L’expérience de la beauté est aussi notable dans le fait que Kopenawa énonce avoir lui-même des préférences dans son rapport aux esprits. Ainsi, le chant des esprits cassique ayokorari l’émerveille, et il considère ces esprits comme « les plus beaux » et distincts par là de tous les autres. Son désir est de porter sans cesse « leur chemin dans [sa] pensée13 ». Si l’expérience esthétique comprise comme joie suscitée par la beauté des êtres et événements perçus est essentielle dans le devenir-autre du chaman, il faut ajouter en complément que l’expérience de la laideur est répulsive. Ainsi, dans son premier contact de jeunesse avec les napëpë [étrangers, ennemis, par extension les « Blancs »], Kopenawa a-t-il été effrayé par leur laideur. Cette laideur pressentie comme annonciatrice de malheurs pour la forêt et ses habitants a été confirmée par la suite : les invasions d’orpailleurs ont, non seulement provoqué de mortelles épidémies, mais, en plus, ont souillé les rivières et avili la beauté de la forêt.

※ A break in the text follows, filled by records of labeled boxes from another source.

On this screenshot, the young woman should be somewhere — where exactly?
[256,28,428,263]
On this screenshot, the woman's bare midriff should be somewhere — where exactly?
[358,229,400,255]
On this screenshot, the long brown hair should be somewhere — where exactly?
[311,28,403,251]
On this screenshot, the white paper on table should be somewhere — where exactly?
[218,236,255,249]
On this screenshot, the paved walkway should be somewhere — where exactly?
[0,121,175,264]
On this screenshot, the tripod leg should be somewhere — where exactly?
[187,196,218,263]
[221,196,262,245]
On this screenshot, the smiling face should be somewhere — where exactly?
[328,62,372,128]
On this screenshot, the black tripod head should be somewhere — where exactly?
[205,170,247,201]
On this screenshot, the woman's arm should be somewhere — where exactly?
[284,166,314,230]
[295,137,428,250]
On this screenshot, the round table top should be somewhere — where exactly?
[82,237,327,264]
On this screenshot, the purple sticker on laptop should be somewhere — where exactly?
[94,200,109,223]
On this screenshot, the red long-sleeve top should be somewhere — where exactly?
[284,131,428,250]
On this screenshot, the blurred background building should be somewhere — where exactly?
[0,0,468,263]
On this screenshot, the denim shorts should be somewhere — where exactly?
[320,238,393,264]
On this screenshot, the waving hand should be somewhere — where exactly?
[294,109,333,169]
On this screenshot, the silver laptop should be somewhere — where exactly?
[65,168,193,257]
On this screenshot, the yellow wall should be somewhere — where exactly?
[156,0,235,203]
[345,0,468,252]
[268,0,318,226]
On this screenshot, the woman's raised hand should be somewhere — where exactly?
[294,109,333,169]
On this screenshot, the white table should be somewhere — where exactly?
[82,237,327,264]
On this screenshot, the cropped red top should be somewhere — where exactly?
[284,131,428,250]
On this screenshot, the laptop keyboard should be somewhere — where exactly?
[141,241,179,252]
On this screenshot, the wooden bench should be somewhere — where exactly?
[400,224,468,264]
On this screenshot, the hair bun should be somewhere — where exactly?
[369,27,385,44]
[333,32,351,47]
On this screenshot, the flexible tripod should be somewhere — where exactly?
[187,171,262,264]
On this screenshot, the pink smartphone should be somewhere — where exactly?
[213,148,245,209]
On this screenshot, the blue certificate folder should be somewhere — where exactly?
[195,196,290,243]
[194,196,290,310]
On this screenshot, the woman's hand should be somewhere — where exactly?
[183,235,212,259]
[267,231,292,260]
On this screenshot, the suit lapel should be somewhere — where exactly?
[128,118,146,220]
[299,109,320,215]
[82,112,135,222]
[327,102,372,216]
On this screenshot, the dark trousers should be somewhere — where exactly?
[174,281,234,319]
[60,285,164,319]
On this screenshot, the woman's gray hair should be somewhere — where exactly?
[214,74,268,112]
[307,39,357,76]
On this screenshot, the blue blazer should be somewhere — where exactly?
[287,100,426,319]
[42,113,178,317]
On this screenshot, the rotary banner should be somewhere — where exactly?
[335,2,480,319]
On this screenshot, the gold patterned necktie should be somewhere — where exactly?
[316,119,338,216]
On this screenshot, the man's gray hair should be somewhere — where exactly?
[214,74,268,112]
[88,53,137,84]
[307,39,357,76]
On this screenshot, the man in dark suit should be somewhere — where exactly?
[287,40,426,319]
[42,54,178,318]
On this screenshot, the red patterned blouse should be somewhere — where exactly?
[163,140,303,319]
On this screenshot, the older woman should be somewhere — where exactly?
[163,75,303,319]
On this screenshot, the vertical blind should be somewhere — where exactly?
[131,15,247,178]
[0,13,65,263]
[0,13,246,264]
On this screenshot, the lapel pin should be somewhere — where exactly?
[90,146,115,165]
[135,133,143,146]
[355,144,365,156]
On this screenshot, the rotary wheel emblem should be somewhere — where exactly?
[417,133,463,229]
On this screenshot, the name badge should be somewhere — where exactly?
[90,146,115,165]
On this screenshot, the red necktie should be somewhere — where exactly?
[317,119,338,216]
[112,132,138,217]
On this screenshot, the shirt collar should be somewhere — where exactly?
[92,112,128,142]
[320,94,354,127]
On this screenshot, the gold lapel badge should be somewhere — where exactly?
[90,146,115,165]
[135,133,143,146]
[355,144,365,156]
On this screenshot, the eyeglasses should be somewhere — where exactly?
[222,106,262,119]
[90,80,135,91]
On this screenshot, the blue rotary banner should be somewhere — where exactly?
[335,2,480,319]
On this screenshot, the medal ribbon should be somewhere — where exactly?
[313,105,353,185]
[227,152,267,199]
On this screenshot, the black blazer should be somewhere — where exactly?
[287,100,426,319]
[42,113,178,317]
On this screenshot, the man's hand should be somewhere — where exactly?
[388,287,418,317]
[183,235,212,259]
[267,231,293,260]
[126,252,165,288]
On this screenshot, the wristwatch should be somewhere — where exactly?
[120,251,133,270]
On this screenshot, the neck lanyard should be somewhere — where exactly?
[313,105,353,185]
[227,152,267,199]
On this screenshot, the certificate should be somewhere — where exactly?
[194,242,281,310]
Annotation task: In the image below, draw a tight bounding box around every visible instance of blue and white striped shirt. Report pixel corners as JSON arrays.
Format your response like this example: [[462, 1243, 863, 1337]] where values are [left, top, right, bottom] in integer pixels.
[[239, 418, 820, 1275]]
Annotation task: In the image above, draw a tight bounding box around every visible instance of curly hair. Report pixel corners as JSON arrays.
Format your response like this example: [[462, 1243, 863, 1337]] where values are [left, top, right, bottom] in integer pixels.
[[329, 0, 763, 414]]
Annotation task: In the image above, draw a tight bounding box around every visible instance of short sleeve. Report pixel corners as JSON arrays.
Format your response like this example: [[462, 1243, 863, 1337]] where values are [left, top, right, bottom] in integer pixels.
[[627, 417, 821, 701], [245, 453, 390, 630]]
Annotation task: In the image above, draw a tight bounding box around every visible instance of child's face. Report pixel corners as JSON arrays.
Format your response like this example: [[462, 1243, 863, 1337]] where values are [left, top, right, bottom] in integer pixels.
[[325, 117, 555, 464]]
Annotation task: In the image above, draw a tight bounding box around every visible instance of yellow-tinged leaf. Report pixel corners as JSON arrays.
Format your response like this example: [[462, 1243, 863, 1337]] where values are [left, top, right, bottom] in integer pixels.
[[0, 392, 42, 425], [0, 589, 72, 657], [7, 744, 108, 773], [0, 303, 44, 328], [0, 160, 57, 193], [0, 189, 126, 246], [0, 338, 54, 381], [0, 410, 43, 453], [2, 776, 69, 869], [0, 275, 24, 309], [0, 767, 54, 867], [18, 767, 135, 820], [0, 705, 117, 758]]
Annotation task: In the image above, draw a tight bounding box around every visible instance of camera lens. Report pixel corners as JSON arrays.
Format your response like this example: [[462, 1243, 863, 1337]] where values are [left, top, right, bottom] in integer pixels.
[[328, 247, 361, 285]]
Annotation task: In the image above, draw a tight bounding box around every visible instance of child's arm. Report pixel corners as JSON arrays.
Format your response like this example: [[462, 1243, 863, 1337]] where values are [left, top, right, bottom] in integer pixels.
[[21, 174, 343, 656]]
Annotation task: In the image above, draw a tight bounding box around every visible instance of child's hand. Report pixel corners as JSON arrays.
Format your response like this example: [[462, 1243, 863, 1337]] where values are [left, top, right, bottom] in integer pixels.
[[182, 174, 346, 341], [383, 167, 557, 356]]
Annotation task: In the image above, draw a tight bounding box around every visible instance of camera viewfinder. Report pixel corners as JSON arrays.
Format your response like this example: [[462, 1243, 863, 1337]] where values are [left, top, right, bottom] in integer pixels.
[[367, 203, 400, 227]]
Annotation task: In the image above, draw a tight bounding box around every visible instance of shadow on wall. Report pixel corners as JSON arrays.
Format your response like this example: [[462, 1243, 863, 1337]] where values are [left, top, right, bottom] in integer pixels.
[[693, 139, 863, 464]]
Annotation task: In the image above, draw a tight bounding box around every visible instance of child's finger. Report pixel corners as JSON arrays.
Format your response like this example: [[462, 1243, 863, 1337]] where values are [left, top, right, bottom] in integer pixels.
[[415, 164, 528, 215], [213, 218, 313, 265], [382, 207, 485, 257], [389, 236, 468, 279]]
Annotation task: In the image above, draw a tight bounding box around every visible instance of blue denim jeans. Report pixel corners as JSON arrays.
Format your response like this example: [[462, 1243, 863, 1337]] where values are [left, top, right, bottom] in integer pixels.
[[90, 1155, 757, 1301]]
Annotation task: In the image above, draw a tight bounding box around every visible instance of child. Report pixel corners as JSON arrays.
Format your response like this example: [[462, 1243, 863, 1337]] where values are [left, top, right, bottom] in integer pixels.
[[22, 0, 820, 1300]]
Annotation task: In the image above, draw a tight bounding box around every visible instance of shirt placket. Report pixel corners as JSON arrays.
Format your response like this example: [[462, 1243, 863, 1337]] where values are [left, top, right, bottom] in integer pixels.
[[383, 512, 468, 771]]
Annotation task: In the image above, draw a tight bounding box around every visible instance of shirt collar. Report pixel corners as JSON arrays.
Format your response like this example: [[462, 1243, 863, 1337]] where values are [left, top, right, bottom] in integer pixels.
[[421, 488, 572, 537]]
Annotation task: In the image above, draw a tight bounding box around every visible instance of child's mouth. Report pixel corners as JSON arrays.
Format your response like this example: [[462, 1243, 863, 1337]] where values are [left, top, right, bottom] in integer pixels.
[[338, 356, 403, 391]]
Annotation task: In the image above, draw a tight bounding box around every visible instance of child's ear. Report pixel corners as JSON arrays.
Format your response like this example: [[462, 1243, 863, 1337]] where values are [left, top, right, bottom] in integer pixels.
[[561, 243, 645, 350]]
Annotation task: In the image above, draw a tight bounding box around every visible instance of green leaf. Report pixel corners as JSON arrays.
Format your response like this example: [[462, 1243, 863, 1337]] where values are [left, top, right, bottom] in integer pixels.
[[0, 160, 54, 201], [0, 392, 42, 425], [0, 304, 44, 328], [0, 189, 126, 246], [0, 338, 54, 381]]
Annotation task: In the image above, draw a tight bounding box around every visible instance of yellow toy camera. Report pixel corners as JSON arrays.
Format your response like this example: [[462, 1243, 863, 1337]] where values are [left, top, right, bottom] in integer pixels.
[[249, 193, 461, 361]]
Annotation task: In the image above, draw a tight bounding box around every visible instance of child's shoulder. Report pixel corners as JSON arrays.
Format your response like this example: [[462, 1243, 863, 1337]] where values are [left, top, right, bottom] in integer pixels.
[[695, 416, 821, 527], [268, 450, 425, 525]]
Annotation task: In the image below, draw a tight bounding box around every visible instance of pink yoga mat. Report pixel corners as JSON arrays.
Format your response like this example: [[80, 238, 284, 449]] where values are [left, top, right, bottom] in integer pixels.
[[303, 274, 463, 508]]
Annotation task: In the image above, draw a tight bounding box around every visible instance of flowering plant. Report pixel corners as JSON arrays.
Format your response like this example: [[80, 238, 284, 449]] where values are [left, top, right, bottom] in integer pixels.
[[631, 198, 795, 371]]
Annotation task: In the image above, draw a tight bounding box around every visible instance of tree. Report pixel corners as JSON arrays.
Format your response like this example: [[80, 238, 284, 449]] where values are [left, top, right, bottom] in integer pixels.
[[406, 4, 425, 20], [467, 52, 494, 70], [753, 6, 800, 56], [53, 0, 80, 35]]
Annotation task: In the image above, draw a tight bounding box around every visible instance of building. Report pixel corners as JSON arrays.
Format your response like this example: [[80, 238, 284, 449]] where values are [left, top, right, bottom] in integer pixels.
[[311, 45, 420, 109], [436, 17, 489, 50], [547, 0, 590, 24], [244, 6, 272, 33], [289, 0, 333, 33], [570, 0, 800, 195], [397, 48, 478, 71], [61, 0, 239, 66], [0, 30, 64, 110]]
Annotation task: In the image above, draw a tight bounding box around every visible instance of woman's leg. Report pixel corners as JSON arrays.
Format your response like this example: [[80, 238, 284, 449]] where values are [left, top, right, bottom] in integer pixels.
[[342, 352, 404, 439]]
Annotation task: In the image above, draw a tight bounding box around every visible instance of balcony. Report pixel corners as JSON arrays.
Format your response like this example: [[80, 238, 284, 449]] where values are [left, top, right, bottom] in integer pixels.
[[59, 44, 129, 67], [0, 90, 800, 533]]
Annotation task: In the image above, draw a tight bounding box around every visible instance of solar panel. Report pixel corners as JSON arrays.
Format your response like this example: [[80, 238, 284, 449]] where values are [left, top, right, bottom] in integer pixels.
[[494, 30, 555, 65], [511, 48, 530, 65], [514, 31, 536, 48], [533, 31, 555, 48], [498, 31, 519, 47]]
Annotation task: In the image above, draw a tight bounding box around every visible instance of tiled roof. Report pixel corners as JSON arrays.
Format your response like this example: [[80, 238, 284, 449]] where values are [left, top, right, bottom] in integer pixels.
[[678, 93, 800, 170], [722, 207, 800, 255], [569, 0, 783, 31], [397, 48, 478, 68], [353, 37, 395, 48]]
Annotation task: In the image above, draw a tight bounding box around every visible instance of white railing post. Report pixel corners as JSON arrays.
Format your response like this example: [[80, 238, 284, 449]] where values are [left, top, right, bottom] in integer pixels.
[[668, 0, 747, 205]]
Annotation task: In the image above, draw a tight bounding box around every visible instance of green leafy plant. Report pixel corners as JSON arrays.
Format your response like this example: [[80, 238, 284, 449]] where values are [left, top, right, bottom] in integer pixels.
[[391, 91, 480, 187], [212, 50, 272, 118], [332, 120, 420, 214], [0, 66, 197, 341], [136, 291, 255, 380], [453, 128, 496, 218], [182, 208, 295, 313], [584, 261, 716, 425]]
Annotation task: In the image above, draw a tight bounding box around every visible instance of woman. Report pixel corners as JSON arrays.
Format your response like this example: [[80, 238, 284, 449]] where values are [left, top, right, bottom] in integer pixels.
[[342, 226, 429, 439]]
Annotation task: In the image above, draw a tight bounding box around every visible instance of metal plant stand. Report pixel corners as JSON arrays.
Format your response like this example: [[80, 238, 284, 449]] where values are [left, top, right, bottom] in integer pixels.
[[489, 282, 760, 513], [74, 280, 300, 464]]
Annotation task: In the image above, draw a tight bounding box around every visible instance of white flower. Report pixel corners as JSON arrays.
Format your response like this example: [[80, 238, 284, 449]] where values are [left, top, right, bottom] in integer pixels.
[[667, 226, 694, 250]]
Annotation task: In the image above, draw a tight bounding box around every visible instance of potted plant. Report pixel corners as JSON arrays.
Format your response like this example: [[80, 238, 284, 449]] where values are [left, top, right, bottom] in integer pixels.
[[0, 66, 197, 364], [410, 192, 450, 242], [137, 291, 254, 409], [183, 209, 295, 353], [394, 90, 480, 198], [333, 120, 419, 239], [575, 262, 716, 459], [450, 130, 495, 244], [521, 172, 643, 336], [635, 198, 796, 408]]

Pour compléter l’analyse de la cosmo-esthétique yanomami, il peut être intéressant, dans une inspiration « contre-anthropologique14 », d’envisager, à l’inverse, la manière dont Kopenawa conçoit la cosmo-esthétique des napëpë : cette analyse est déployée dans le chapitre où Kopenawa définit les Blancs par leur « amour de la marchandise », amour à prendre en un sens charnel car il dit que les marchandises sont pour eux des fiancées. Il ajoute que l’euphorie qu’elles provoquent chez eux finit par obscurcir tout le reste dans leur esprit15. Cet obscurcissement peut être compris comme une cosmo-esthétique négative : on y lit, en creux, l’absence de considération pour la multiplicité des êtres qui peuplent la « terre-forêt ». Dans le film déjà cité plus haut, Kopenawa, parlant de ces Blancs qui, avides de marchandises, détruisent la forêt comme des insectes qui mangent des feuilles, dit qu’ils n’ont aucune considération pour la forêt. Avoir une pensée obscurcie, c’est n’avoir aucune considération pour la forêt sentie et vécue comme multiplicité infinie d’êtres qui l’habitent : c’est une expérience appauvrie du cosmos. Ce que j’appelle ici cosmo-esthétique négative des napëpë rejoint le diagnostic que Baptiste Morizot fait de la « crise de la sensibilité » :
« Par “crise de la sensibilité”, j’entends un appauvrissement de ce que nous pouvons sentir, percevoir, comprendre, et tisser comme relations à l’égard du vivant. Une réduction de la gamme d’affects, de percepts, de concepts et de pratiques nous reliant à lui16. »
Cette crise, Morizot l’envisage à travers la notion forgée par l’écrivain et lépidoptériste Robert Pyle d’« extinction d’expérience de la nature », notion qui désigne une perte de relations affectives et perceptives au vivant dans la vie quotidienne. L’exemple qui illustre cet appauvrissement de l’aisthesis est donné par une étude récente montrant qu’un enfant nord-américain entre 4 et 10 ans est capable d’aisément reconnaître plus de mille logos de marques, mais demeure incapable d’identifier les feuilles de dix arbres de sa région17. Cet exemple illustre ad nauseam la pensée contre-anthropologique de Kopenawa : ce à quoi sont sensibles les Blancs, ce qui affecte leur aisthesis, c’est le monde de la marchandise.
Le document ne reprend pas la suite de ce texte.